The pileup has moved offshore and to temporary storage sites on land. Private companies set up temporary sites in recent weeks. Containers shuttled there are omitted from the ports’ official count of landed containers waiting to be hauled across the United States.

Even more containers wait offshore. They sit on a Los Angeles and Long Beach ship queue that increased 30 percent between late October and early December. Late October was when authorities announced they would fine companies for containers lingering too long on land. A queued vessel is defined as waiting to tie up to a dock.

Thirty percent more waiting vessels equates to about 150,000 more 20-foot containers floating offshore. That 150,000 is several times the contemporaneous decrease in containers stacked on land.

Pouring salt into the wound, the 150,000 additional floating containers wait longer, as do all other floating containers. Wait times more than doubled between mid-October and early December, from about 11 days towards 24 days.
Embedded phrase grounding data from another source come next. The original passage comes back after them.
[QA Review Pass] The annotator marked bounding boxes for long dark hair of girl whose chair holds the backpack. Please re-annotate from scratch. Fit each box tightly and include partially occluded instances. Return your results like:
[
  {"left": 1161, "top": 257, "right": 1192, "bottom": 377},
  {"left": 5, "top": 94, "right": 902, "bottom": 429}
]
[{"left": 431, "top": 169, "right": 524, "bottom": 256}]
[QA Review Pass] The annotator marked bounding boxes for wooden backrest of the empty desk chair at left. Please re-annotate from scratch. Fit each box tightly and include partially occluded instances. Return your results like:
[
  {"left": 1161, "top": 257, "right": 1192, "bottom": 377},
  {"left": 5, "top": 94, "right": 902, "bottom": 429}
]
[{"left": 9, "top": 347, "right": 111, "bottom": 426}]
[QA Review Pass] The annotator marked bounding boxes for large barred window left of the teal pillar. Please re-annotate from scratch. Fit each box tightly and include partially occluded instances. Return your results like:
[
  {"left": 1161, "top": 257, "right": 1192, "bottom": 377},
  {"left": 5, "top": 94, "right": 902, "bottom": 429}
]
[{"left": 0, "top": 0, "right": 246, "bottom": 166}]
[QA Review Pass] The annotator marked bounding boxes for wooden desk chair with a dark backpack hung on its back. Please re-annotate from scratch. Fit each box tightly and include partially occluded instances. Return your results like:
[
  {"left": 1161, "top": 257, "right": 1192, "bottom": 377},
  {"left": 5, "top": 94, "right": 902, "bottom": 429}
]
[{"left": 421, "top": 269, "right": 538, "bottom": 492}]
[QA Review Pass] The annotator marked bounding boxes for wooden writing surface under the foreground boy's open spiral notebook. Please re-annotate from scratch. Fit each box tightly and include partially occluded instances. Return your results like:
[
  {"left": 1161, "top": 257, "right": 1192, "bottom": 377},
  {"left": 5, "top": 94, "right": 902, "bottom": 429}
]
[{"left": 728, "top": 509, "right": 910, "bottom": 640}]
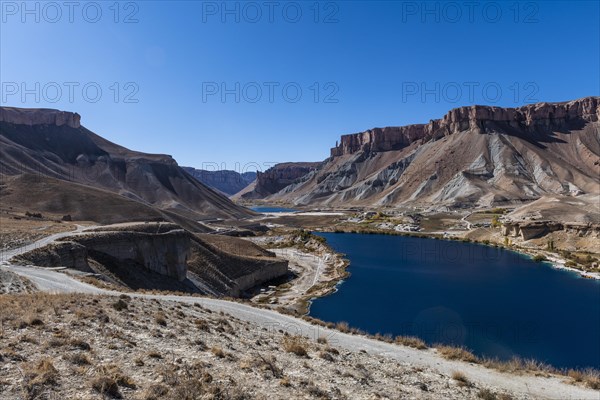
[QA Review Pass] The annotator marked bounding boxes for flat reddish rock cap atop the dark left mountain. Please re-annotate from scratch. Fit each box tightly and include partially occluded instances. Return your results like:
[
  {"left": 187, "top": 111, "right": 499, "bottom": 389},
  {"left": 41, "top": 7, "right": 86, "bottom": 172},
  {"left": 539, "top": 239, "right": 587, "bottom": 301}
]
[{"left": 0, "top": 107, "right": 81, "bottom": 128}]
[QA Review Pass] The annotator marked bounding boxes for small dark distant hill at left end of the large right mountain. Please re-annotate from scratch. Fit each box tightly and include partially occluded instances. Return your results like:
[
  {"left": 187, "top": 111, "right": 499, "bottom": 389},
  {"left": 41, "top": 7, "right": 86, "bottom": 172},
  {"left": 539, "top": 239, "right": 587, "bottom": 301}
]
[{"left": 234, "top": 162, "right": 321, "bottom": 200}]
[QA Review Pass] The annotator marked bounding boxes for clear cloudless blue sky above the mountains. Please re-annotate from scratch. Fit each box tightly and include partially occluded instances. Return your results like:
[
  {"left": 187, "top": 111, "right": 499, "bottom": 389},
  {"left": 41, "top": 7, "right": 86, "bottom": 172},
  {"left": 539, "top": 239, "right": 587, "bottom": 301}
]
[{"left": 0, "top": 0, "right": 600, "bottom": 169}]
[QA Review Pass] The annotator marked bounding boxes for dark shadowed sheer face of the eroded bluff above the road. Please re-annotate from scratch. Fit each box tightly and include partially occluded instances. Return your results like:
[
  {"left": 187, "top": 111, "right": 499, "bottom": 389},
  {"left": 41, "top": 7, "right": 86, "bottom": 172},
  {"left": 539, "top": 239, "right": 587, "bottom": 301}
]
[{"left": 69, "top": 229, "right": 190, "bottom": 282}]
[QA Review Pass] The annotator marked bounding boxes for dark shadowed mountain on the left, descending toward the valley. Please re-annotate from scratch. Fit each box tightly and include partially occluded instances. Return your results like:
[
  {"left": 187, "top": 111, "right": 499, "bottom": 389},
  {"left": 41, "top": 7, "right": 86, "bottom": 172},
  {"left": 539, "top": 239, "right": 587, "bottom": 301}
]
[{"left": 0, "top": 107, "right": 253, "bottom": 222}]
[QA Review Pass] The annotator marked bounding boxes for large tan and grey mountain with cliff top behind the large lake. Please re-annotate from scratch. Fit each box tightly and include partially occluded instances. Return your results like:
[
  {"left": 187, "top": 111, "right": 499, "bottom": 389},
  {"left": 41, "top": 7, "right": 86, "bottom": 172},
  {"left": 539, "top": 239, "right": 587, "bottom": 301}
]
[{"left": 262, "top": 97, "right": 600, "bottom": 207}]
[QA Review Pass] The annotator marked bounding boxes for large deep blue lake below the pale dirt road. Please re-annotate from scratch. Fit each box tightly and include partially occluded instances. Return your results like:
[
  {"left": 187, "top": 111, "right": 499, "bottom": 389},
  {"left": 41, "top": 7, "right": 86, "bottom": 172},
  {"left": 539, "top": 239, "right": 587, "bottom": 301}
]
[{"left": 310, "top": 233, "right": 600, "bottom": 368}]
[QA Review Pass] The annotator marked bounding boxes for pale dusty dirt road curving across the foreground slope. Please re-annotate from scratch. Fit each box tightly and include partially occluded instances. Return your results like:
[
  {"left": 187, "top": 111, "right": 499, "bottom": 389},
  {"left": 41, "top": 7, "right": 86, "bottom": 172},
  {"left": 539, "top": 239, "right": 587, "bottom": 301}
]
[{"left": 0, "top": 232, "right": 600, "bottom": 400}]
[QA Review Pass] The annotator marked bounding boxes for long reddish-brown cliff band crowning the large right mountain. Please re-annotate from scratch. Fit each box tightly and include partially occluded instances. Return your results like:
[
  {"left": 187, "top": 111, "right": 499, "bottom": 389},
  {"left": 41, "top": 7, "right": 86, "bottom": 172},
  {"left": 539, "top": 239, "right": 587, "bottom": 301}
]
[{"left": 331, "top": 97, "right": 600, "bottom": 157}]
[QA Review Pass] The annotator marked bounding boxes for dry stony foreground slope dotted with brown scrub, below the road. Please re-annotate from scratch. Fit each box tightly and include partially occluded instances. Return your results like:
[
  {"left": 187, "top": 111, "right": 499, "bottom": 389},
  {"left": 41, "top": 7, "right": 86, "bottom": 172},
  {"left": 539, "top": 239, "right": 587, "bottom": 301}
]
[{"left": 0, "top": 293, "right": 528, "bottom": 400}]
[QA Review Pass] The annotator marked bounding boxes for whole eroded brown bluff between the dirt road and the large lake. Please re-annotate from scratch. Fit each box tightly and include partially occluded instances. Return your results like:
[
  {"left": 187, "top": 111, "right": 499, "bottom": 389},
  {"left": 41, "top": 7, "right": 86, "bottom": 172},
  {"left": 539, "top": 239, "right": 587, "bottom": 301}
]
[{"left": 15, "top": 223, "right": 288, "bottom": 296}]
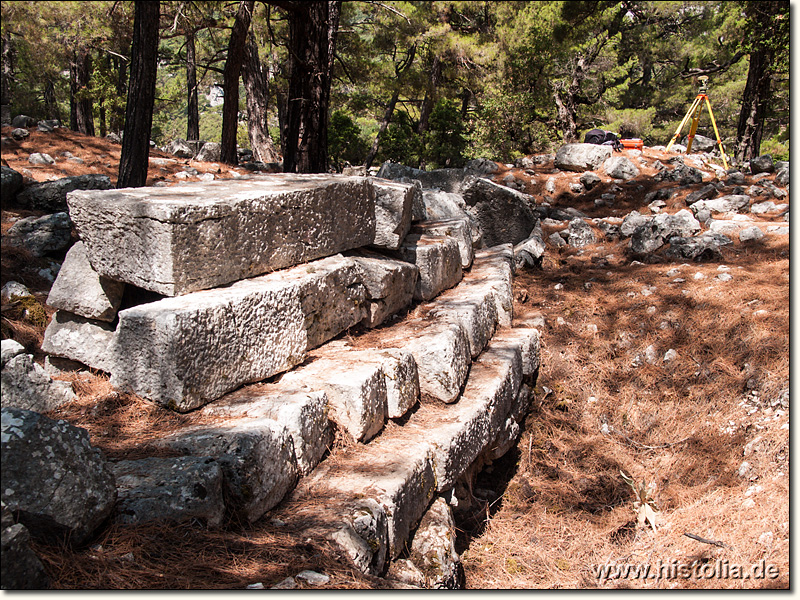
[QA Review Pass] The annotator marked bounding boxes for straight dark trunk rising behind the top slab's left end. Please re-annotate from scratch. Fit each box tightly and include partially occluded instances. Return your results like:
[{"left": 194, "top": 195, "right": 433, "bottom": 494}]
[{"left": 117, "top": 0, "right": 161, "bottom": 188}]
Harms caused by longer wait times overwhelm benefits from the “20 percent reduction in the number of container ships spending more than nine days at the docks.” By way of illustration, 3,000-plus ship days are now spent waiting to enter Los Angeles and Long Beach. Three thousand days is at least 150 times the ship days saved by the 20 percent reduction in the number of ships at berth more than nine days.

Ship days are estimated by multiplying the number of waiting (or berthed) ships by wait (or excess berth) time. Yes, much Kentucky windage underlies this metric, but the associated point will survive refinements.

The number of ships waiting within 40 miles of Los Angeles and Long Beach declined because most now wait more than 40 miles away. As of early December, 34 were within 40 miles while 62 were farther away. Far offshore ships have waited between San Francisco, Baja, Taiwan, and Japan. They did so with “official encouragement.”

Scattering waiting ships across the Pacific Ocean eliminates the aerial photos that embarrassed President Biden, Buttigieg, California Democrats, bureaucrats, and others. However, scattering vessels did not shorten the ship queue. The queue set another record high in early December.

Graph derived from author tabulations of data from The Marine Exchange of Southern California as reported by Western Overseas and FreightWaves, the Port of Los Angeles, and the Port of Long Beach.

For more data, go here for the Port of Los Angeles daily reports, the Port of Long Beach reports, and The Marine Exchange of Southern California. All support points made above.

The offshore container pileup, ship queue, and wait times will not go away and may worsen until fundamental causes are fixed. Cures include easing regulations limiting the number of trucks and drivers available to haul more freight from California to destinations across the United States.